Interesting you mention these words. Could it be also a product of your own personal use of English? I notice that my own personal style of English fairly frequently uses “impression” , “responsible”,  “that time” , “affected by” and therefore, I tend to use these in my Chinese. 
 

An alternative hypothesis is that these are words I hear fairly frequently in topical conversations in Cantonese and therefore have been there’s been some imprinting in listening pattern area of the brain. After all, if the the people around you frequently use 當時 instead of 那時候, then you will use it more easily. 
 

 

Or, perhaps both reasons are valid for the same person. 

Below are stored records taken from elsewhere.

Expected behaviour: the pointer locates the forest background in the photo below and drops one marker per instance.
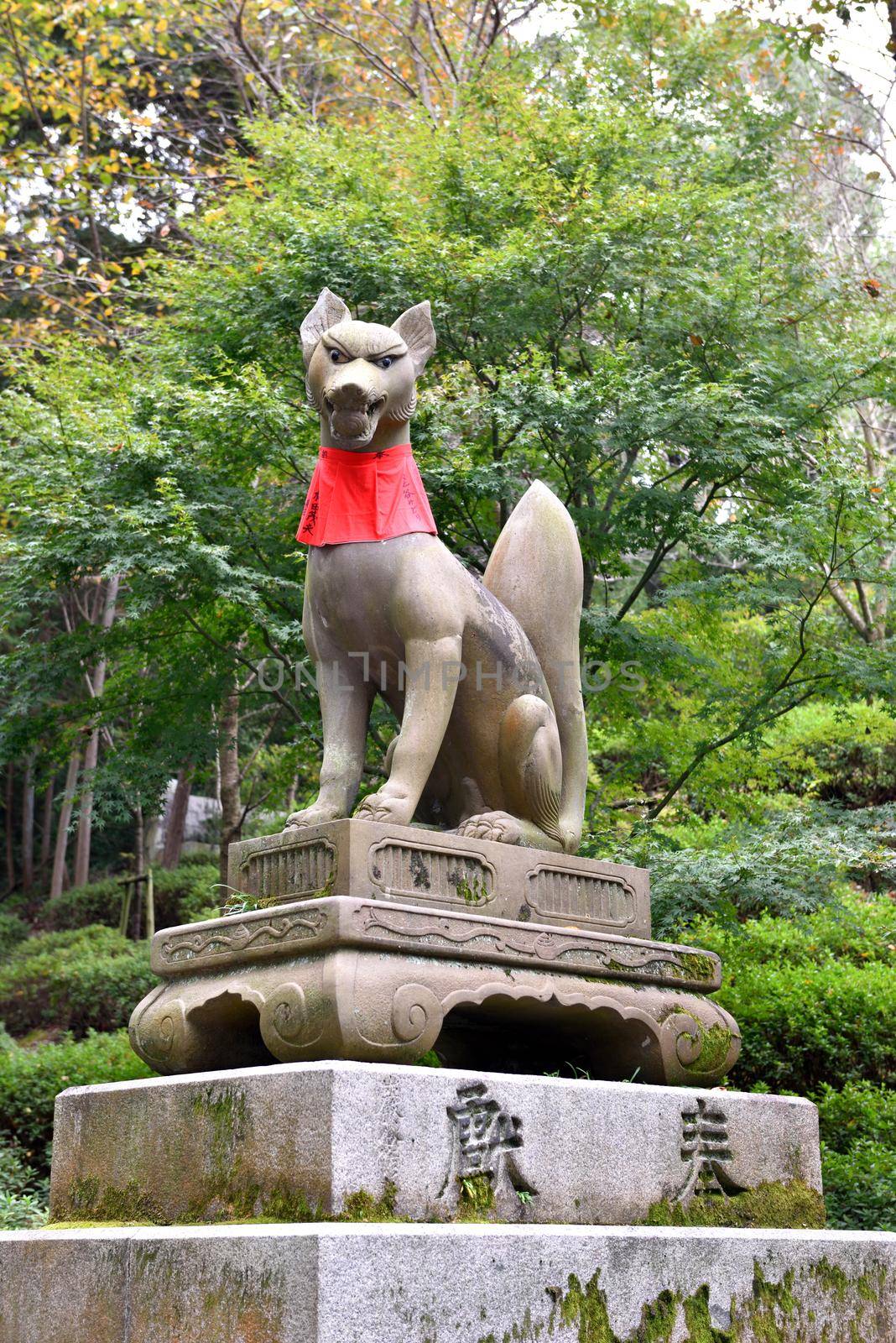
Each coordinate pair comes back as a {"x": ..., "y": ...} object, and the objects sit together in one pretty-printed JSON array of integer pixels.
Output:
[{"x": 659, "y": 248}]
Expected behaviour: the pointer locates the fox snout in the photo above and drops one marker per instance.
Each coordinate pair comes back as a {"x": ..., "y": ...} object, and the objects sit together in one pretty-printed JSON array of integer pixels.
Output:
[{"x": 353, "y": 394}]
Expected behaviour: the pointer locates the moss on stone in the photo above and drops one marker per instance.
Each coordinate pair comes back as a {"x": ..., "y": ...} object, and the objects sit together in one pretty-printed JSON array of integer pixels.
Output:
[
  {"x": 364, "y": 1208},
  {"x": 87, "y": 1199},
  {"x": 696, "y": 1316},
  {"x": 715, "y": 1045},
  {"x": 586, "y": 1309},
  {"x": 772, "y": 1313},
  {"x": 477, "y": 1202},
  {"x": 777, "y": 1205},
  {"x": 658, "y": 1319}
]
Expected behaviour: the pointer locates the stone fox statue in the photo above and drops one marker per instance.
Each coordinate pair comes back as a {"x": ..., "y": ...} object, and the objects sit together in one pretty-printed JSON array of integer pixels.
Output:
[{"x": 482, "y": 676}]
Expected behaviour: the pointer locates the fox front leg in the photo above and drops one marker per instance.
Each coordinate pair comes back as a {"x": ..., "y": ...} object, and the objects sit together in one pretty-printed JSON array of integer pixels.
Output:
[
  {"x": 345, "y": 709},
  {"x": 431, "y": 672}
]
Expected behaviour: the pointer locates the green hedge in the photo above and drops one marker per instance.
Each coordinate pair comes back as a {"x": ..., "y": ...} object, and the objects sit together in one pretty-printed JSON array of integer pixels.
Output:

Actually, I use/try to use  “impression” , “responsible”, “affected by” in my Chinese, but I seem to often use them clumsily or wrongly, unless it's the simplest of sentences. Ie: 他影响了我。 Though I'm making progress getting these things sorted. For example, I've only recently realized that what has been giving me trouble with 印象 was more about prepositions 给/对. As for “that time” it's a different type of problem: always falling back on the same old way of saying things, I ALWAYS use 那时候 and never mix things up with something like 当时。As you say, there are also many common words in Chinese that(at least the way they are translated) I don't often use in English, so I sometimes that's a cause for not using them much in Chinese. Off the top of my head I can think of "sleepy",  "attach importance to" , "to not dare", and others. However, there are plenty that I rarely use in English like "severe", "prepare" etc., but use all the time in Chinese.

 

Anyway, I don't mean to derail this thread.